- Theatrical release poster
- Directed by: K. V. Kathirvelu
- Written by: K. V. Kathirvelu
- Produced by: T D Rajha D R Sanjay Kumar
- Starring: M. Sasikumar Nikki Galrani
- Cinematography: Siddharth Ramaswamy
- Edited by: V. J. Sabu Joseph
- Music by: Sam C. S.
- Production company: Chendur Film International
- Release date: 26 November 2021;
- Running time: 148 minutes
- Country: India
- Language: Tamil

= Raajavamsam =

2021 Tamil film

Raajavamsam is a 2021 Indian Tamil-language romantic action comedy drama film written and directed by debutant K. V. Kathirvelu and produced by Chendur Film International. The film stars M. Sasikumar, Nikki Galrani with a supporting cast including Radha Ravi, Nikitha murali,Yogi Babu, Sathish and Vijayakumar. The film featured music composed by Sam C. S. The film was released in theatres on 26 November 2021 and received negative reviews from critics and it failed at the box office.

== Plot ==

A young man, Kannan employed in a prestigious project in his IT firm, goes to his village to visit his family and meet his future bride. However, none of the marriages that are arranged take place. Father of their neighbouring family is insistent that Kannan should marry both of his daughters and no one else. With these matters in his mind, Kannan returns to his office where one of his friends suggest that he take a girl from the city to his home in the disguise of his girlfriend. The friend manages Gayatri to agree to this.
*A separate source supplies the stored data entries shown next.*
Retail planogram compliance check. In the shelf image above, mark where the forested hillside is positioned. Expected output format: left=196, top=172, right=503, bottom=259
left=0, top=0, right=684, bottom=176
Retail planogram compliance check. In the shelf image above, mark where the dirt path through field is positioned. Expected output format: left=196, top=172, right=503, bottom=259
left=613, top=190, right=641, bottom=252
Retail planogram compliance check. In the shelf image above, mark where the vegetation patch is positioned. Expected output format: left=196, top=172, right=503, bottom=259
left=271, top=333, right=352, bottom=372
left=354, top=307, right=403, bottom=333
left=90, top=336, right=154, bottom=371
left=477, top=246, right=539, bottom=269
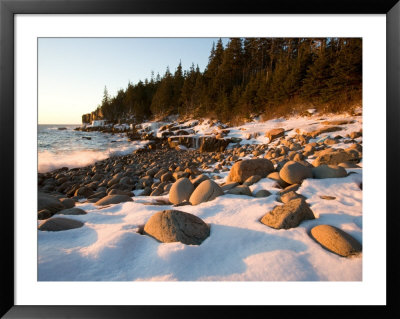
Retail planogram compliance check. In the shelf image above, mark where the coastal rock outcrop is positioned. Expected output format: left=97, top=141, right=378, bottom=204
left=189, top=179, right=224, bottom=205
left=310, top=225, right=362, bottom=257
left=38, top=192, right=65, bottom=214
left=312, top=164, right=347, bottom=178
left=228, top=158, right=274, bottom=183
left=144, top=210, right=210, bottom=245
left=279, top=161, right=313, bottom=184
left=261, top=198, right=315, bottom=229
left=95, top=195, right=133, bottom=206
left=169, top=177, right=194, bottom=205
left=38, top=217, right=84, bottom=231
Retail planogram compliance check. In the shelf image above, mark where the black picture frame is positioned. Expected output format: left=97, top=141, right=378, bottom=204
left=0, top=0, right=400, bottom=318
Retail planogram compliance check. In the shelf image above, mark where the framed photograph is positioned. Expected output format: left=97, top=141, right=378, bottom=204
left=0, top=0, right=400, bottom=318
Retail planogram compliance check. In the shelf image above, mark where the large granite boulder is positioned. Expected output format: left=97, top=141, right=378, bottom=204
left=265, top=128, right=285, bottom=142
left=312, top=149, right=359, bottom=167
left=312, top=165, right=347, bottom=178
left=95, top=195, right=133, bottom=206
left=144, top=210, right=210, bottom=245
left=38, top=193, right=65, bottom=214
left=228, top=158, right=274, bottom=183
left=311, top=225, right=362, bottom=257
left=169, top=177, right=194, bottom=205
left=279, top=161, right=313, bottom=184
left=38, top=217, right=83, bottom=231
left=56, top=207, right=86, bottom=215
left=261, top=198, right=315, bottom=229
left=189, top=179, right=224, bottom=205
left=60, top=198, right=75, bottom=208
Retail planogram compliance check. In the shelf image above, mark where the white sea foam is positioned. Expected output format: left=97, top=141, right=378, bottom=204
left=38, top=141, right=148, bottom=173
Once they go home, the family arranges their marriage, and despite initially refusing to marry Kannan, Gayatri later agrees and marries him. It is then revealed that the neighbouring family has adapted Gayatri after seeing that she is actually fond of Kannan. Meanwhile Kannan's IT project is being hacked but he finds it out and somehow to votes the plans of the hackers.

== Soundtrack ==

The soundtrack and score was composed by Sam C. S.

Track listing
| No. | Title | Lyrics | Singer(s) | Length |
|---|---|---|---|---|
| 1. | "Maane Unna" | Vadivelu, Raja Gurusam | Sam C. S., Anthakudi Ilayaraja, Sathish | 04:49 |
| 2. | "Mapila Vandha" | Sam C. S. | Mukesh Mohamed, Sam C.S., Sindu Sampath | 04:09 |
| 3. | "Platena Eandhan Chellaperu" | Madhan Karky | Dhee | 03:42 |
| 4. | "Oor Thevadha Boomiyila" | Sam C. S. | Chinmayi | 03:58 |

== Release ==
The film was released theatrically on 26 November 2021. The Satellite rights was purchased by SunTV. Television premiere occurred on 15 January 2022.

== Reception ==
Bharat Kumar of News Today said "the movie has moments that would appeal to family audience. But at some places it is trying to be more a melodrama laying thrust on family, bonding and emotions." ABP Live wrote, "Raajavamsam is an exhausting family drama that is not rooted in reality." Avinash Ramachandran of Cinema Express gave a rating of 1.5 out on 5 and wrote, "Raajavamsam prefers sticking to a tried and tested template that just ends up being tired and wasted." Suganth of The Times of India gave a rating of 1 out on 5 and wrote, "The film qualifies as an absolute cringefest with zero redeeming qualities."